The US Federal Reserve on Wednesday announced the last round of asset purchases in February and indicated that an interest rate hike was imminent due to elevated inflation and a strong labour market. The central bank said that quantitative tightening would commence after the rate increases.

“The FOMC (federal open market committee) statement was generally in-line with market expectations as it announced an end to taper in early March and signalled it will ‘soon’ be appropriate to raise the Fed funds target. The market was surprised by the release of ‘principles for reducing the size of the Federal Reserve’s balance sheet’ which signalled the Fed is getting closer to a decision on the start of quantitative tightening,” Bank of America said in a note.

Flows of capital

The Reserve Bank of India (RBI) has often stated that it does not target any particular level for the USD/IDR pair but intervenes only to stem any volatility in the local foreign currency market.

Analysts that capital.com spoke to said weakness in the rupee in the near term is imminent because the US interest rate increases would lead to a flight of capital to safer havens like the dollar.

The decline in Indian equity indices has led to overseas investors pulling out in the past month and pressured the Indian currency against the greenback.

The benchmark National Stock Exchange’s Nifty50 has declined more than 8% from the record high it touched in October 2021. Its fall of about 3% this year is one of the biggest downfalls in Asia.

Overseas investors withdrew a net $2.5bn from Indian equity markets in December, the biggest outflow since March 2020, data provided by the stock market regulator Securities and Exchange Board of India showed. The net withdrawal in the December-ended quarter was $4.8bn, the most in two years.

Temporary spike

India-US flags merged in the middleRupee’s fall against the dollar would be short-lived, say analysts – Photo: Alamy

Some analysts said the fall in the Indian currency would be staggered and short-lived because of the rising foreign exchange reserves and developing fundamentals and the resultant inflow of capital in the recent past.
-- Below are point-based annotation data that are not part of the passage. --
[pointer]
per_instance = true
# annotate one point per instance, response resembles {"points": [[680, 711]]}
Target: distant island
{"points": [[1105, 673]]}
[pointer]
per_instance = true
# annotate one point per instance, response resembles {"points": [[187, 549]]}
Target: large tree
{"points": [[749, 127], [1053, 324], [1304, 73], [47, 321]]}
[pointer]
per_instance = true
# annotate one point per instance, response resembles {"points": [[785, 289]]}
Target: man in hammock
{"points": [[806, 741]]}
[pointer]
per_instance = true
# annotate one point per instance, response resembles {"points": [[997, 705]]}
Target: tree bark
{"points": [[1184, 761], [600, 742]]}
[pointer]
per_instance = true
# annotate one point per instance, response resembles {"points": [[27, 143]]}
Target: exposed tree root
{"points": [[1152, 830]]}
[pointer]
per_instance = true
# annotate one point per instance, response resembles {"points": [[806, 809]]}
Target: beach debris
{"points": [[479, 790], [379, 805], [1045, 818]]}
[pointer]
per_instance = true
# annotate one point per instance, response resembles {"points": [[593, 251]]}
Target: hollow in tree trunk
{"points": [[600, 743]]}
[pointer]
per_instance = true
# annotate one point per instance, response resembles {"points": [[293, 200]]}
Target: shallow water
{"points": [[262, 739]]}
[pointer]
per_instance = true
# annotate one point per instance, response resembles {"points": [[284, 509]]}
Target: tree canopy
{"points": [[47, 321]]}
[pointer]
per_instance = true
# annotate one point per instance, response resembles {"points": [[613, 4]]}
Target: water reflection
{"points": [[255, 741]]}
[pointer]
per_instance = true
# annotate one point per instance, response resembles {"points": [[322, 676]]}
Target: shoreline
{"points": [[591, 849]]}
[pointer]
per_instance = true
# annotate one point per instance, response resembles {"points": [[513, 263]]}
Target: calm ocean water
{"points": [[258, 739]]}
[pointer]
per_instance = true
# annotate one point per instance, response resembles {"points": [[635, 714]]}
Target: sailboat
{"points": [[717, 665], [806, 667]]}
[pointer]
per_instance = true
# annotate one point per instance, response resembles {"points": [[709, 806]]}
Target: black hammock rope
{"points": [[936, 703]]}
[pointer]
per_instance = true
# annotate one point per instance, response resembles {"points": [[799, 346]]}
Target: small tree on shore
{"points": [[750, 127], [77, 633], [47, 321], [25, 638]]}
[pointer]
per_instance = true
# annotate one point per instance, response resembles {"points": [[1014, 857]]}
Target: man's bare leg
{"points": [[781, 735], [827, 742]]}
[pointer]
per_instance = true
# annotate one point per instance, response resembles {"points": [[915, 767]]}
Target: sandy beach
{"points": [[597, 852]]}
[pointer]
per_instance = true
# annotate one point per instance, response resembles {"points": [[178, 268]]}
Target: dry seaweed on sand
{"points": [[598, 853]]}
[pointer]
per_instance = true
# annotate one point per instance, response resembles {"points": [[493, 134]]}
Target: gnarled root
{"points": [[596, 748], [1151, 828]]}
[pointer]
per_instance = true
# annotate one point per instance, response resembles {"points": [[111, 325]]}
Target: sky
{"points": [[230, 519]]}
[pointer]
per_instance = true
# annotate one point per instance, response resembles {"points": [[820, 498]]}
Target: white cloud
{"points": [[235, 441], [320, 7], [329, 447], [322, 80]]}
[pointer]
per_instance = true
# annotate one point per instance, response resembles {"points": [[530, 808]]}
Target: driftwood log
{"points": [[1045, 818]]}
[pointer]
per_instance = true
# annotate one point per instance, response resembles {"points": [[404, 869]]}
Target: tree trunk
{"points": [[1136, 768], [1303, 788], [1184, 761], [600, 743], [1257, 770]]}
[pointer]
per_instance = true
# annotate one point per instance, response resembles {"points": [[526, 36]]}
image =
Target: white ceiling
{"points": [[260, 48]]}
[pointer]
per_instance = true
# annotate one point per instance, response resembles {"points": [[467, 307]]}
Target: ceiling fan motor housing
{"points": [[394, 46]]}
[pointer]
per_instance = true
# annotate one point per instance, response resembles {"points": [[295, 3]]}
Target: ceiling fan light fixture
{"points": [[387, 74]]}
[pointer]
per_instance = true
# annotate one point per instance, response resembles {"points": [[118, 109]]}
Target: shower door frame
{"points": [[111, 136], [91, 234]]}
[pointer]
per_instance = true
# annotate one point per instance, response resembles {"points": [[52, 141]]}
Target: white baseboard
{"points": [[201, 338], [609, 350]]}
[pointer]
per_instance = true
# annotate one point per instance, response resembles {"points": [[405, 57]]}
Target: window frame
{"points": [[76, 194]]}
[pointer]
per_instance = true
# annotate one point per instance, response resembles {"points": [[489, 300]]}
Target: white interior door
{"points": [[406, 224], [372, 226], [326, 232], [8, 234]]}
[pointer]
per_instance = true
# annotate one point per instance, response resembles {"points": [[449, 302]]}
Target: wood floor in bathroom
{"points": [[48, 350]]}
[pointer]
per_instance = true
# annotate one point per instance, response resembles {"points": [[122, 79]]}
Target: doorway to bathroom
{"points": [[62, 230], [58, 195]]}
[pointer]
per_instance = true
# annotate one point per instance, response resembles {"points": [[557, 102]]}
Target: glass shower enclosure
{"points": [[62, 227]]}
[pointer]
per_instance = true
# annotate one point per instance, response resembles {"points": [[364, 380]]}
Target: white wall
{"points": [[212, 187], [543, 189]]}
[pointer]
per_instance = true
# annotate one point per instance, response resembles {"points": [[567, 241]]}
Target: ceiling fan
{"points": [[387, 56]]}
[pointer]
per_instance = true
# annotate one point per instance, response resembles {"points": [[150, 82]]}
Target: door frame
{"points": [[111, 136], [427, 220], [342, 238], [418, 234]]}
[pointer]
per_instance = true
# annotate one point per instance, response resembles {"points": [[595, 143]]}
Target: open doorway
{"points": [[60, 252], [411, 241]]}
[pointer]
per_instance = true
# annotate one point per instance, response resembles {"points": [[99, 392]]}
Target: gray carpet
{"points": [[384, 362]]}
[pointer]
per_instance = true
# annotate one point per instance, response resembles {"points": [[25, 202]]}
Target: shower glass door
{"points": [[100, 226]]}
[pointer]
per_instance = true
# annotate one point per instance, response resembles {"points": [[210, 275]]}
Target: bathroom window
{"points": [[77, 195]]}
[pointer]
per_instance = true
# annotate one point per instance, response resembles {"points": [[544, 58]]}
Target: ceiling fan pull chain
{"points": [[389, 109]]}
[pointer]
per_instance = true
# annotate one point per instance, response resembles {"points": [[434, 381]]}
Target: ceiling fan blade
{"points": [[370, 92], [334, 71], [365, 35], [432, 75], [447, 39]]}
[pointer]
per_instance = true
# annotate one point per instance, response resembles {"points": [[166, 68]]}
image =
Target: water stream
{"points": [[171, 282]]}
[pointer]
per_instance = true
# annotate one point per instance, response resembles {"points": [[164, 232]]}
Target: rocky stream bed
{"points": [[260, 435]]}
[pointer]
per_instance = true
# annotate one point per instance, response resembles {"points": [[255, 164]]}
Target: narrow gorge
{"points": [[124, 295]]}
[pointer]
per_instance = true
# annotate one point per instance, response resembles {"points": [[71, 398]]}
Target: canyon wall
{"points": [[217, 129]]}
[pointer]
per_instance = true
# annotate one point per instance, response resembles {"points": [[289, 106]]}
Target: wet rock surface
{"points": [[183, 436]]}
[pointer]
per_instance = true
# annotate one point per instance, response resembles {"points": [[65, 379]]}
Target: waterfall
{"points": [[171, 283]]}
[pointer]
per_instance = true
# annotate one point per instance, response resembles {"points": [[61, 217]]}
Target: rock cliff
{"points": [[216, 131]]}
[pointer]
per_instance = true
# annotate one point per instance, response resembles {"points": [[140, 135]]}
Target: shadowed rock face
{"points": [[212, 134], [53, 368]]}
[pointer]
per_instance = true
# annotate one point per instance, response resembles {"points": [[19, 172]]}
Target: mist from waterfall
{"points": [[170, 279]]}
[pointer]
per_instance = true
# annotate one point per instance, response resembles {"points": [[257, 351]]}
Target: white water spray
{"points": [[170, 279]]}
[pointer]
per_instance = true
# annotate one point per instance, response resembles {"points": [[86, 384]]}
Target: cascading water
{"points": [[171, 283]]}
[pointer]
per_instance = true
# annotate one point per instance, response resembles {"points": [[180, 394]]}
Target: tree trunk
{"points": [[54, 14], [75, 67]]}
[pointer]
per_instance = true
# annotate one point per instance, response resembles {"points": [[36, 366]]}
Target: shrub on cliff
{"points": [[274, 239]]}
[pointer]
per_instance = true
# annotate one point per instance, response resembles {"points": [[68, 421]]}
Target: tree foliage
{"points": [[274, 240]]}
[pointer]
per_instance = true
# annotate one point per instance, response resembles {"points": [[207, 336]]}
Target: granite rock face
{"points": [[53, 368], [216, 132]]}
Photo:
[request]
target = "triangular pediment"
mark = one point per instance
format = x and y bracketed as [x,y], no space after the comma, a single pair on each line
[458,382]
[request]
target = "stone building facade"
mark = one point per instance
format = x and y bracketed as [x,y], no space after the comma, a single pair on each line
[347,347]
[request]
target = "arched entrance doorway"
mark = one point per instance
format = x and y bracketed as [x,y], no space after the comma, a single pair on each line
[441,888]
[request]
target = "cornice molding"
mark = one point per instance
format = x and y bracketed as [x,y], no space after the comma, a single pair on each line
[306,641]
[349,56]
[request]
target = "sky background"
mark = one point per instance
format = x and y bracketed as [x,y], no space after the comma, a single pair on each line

The RBI has added $50.7bn to its foreign exchange reserves in the past year to reach a level of over $634bn as of 14 January 2022.

“We do not expect the RBI to waste FX (forex) reserves on offsetting a temporary spike in the US dollar before Fed tightening in mid-2022. Second, the RBI has sufficient FX reserves to contain any speculative attack on the rupee,” CLSA’s Indranil Sen Gupta said. He expects the rupee to be in the 73-77 band this year.

Abhishek Goenka, founder and chief executive of foreign exchange and treasury consultancy IFA Global pointed out that while overseas investors reduced positions in India, domestic institutional investors (DII) were net buyers and helped prevent a runaway fall.

Local institutional investors net added $8.3bn worth of equities to their portfolio in the three months ended December, data showed.

“At best, the markets may be a bit more volatile for some time. Macroeconomic factors and investments of the DIIs are going to support the rupee,” Goenka told capital.com.